April was great, due to excellent earnings reports and the hope that oil will start moving through Hormuz again.

But if you take a step back, it's just back to the trend from the previous year. View attachment 63441
Yeah, I was thinking the same thing. The "oil thing" was an apparent glitch and many are now discounting it, I guess.

My issue is that I never completely understood the run up from the last couple of years. Nice that the "trend" seems to be returning, but why the trend in the first place??
 
Yeah, I was thinking the same thing. The "oil thing" was an apparent glitch and many are now discounting it, I guess.

My issue is that I never completely understood the run up from the last couple of years. Nice that the "trend" seems to be returning, but why the trend in the first place??
Inflation is great for corporate profits. Costs go up 2% so they raise prices 6% and blame “inflation”. Then they report record profits and their stock price climbs.
 
I know when enough is enough. Started raising some cash yesterday. I don’t need THE high to make money and I don’t need THE low to reinvest. Close enough is good enough.
We are leaving for NYC tomorrow morning and the above reminded me that I wanted to take our RMDs from our 401K and traditional IRAs this month. I just got that completed. Thanks for the reminder.
 
There seems to be quite a disconnect between Main Street and Wall Street. Inflation is ramping up and from what I have seen over my lifetime it takes a few months for this to show up at the retail levels, other than the gas pump which seems to be almost immediate. Time horizon for the investor is key to all of this of course. It seems to me that this is a great time to rebalance if your guidelines are getting out of sync. I have a personal investment statement (profile) and just rebalanced. With everything at an all time high, I feel really good about it. Remember "buy low and sell high".
Yes. Rebalancing is simply making sure you time the market correctly in essence. But yes selling equities now does not seem crazy. I have been doing some selling and some buying.

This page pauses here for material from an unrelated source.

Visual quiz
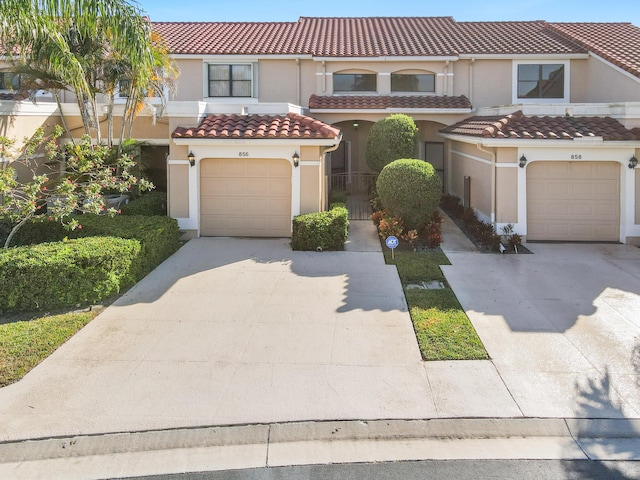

But Wall St has never been synonymous with Main St so that's not a new thing.
 
I’ve been pessimistic since the S&P crossed 4,000. Fortunately the only damage done has been rebalancing more often than my planning statement claims.
10 year TIPS reopens Thursday so I’ll probably rebalance a bit again.

Happy to have been so wrong for so long.
 
Whirlpool's payout ratio was like 150%, probably not sustainable.
 
I am more comfortable when the market “climbs a wall of worry” taking 2-3 steps forward and 1 step back, etc. That’s like a bunch of small tremors that relieve pressure build up. This euphoric up, up, and away advance feels like a setup for a major crash because of FOMO and other risky activity.